South Willingham's Anglican parish church is dedicated to St Martin, and is Grade II* listed. The church, built of greenstone, was rebuilt between 1835 and 1838, but the Perpendicular style tower and screen remain. The tower houses a clock and three bells, the largest of which is dated 1612; the clock mechanism was made by J W Benson of Ludgate Hill in London. The clock was repaired and refurbished in 2016, and is still chiming the hours in 2021. In 1964 Pevsner noted a 1571 paten cover by John Morley. The graveyard surrounds the church on three sides and has over 140 marked graves, the earliest of which is dated 1802.

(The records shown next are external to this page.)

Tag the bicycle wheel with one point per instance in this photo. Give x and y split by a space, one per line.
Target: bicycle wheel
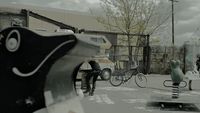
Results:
116 80
140 80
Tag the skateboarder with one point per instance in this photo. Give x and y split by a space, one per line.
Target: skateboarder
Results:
198 63
96 70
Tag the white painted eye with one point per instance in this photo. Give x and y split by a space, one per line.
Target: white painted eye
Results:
13 41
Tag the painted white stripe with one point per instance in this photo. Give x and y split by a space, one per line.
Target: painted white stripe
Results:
116 89
131 101
101 99
170 93
17 72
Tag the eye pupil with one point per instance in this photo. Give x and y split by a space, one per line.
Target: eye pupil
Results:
12 43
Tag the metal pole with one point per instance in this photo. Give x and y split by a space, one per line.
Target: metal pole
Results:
173 27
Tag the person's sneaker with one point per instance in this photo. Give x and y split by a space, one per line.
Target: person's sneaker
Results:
86 91
91 93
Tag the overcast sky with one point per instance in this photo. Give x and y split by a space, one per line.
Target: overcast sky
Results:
187 14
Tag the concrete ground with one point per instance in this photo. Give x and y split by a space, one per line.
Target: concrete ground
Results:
128 98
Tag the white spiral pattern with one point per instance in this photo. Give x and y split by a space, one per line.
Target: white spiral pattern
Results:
17 72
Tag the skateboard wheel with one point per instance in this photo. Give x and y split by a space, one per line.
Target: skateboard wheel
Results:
180 106
162 106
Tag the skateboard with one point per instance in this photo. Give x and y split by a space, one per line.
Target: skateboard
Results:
166 101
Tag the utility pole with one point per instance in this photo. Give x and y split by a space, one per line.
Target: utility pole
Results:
173 26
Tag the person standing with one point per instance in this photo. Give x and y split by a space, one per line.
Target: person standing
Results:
95 71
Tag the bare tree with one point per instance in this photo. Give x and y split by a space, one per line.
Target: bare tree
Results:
131 16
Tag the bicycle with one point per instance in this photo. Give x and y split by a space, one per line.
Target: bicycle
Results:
123 76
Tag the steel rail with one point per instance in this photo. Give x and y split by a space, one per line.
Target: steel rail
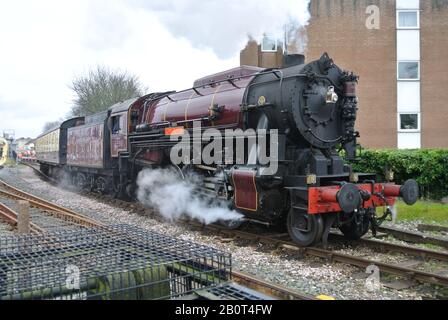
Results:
419 275
393 247
12 218
432 227
416 237
51 208
268 288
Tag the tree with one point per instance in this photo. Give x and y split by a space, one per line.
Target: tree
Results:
51 124
102 88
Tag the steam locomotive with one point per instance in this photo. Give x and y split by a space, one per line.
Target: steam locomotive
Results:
307 113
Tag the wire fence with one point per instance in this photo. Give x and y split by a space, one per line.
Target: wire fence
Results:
119 262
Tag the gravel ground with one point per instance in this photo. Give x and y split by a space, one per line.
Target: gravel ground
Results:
305 274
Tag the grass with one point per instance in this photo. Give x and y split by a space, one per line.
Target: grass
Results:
425 211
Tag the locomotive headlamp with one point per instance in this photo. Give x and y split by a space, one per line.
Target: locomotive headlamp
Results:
332 97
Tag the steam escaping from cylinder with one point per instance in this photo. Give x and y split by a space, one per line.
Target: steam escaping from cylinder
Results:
173 197
225 26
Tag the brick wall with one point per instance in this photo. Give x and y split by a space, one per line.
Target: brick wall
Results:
434 73
339 27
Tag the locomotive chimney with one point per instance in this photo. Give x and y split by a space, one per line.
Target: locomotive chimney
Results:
290 60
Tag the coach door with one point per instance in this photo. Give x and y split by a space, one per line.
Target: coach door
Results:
119 133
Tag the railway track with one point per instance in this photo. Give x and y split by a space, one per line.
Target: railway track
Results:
415 237
45 215
54 217
419 275
394 269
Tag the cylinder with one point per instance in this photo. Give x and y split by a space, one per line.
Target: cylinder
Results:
329 195
391 190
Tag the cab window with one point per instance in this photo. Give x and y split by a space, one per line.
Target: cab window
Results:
116 128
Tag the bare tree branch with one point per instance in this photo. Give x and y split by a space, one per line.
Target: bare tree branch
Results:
102 88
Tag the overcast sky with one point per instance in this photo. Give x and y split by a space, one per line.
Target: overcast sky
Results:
167 43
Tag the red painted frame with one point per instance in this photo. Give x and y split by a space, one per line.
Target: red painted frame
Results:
319 198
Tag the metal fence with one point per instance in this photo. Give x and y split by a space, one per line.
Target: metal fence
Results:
110 263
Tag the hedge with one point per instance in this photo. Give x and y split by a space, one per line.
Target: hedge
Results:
428 167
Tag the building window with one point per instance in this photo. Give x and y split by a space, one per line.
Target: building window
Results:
408 19
408 70
409 122
269 44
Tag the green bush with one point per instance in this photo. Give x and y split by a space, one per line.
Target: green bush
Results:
428 167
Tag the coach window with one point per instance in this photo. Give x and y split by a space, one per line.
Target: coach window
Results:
268 44
116 125
409 122
408 70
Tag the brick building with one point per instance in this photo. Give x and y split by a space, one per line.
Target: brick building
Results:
399 49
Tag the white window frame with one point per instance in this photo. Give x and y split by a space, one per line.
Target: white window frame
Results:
409 130
266 50
406 79
408 28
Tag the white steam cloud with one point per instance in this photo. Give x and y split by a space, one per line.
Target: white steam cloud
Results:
225 26
173 198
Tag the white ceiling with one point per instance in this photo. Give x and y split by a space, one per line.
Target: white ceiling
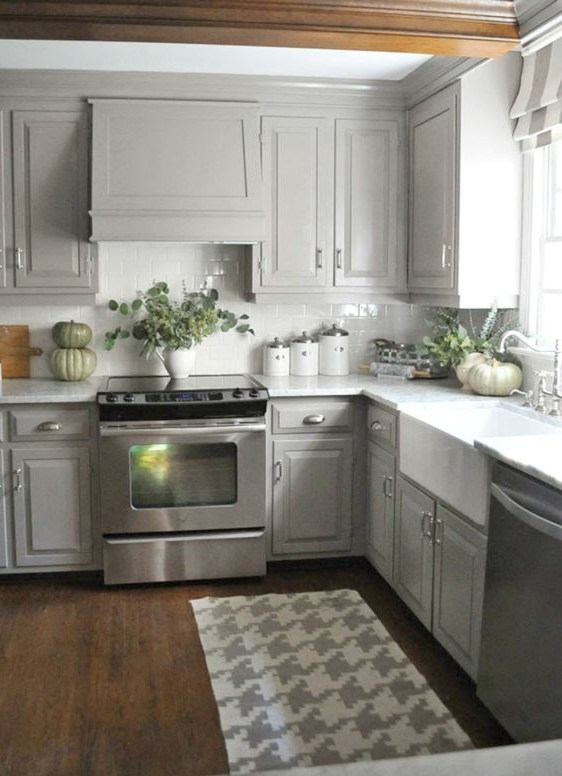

The Belmont transmitting station is sited close to the High Street. At 1,154 ft in height, it is the second tallest structure in the UK and 14th in the European Union. It was constructed in 1965 and broadcasts digital television and both analogue and digital radio to Lincolnshire, eastern Yorkshire, northern parts of Norfolk and some parts of Nottinghamshire.

==Transport==
Roads through the village are minor, with passing places. They run north to Hainton, west to East Barkwith, south to Benniworth and east to Belmont and Donington on Bain. The A157 Lincoln to Louth road passes to the north, outside of the civil parish. A prehistoric trackway, later adopted by the Romans, now the B1225 road, running north–south along the western edge of the Wolds from Caistor to Baumber passes through the eastern half of the parish, and a mile away from the village. It is known as the High Street and marked on modern OS Maps as such. An unmetalled road known as Moors Lane runs east from a junction with Hainton Road on the northern boundary of the village.

South Willingham railway station closed in the 1950s. It was on the Great Northern Railway branch line from Bardney to Louth. It is 650 yd south of the village centre on the Benniworth Road. The station included one platform, two sidings and a signal box. The branch was mostly single track and crossed the Benniworth Road on an arched underbridge, now demolished. East of the station (just over the parish boundary in Benniworth) the railway passed under the High Street in a 557 yd long tunnel, known as South Willingham Tunnel. The tunnel is also known as Benniworth Tunnel or High Street Tunnel, however GEOGIS, the British Rail track and structures database calls it South Willingham Tunnel. The tunnel and its approach cuttings are now a SSSI. The station opened in December 1876 and closed in November 1951 to passengers and December 1958 to goods traffic.

There is a bus stop with a timber shelter in the centre of the village at the junction of Station Road and Barkwith Road. It is used by the Stagecoach Lincolnshire number 50 Louth to Lincoln bus service which has 6 buses daily in each direction. It takes about 45 minutes to get to Lincoln, and 24 minutes to get to Louth using this service. Two further demand responsive services are provided for the parish by Lincolnshire InterConnect, with connection to villages between and around Louth, Market Rasen and Wragby.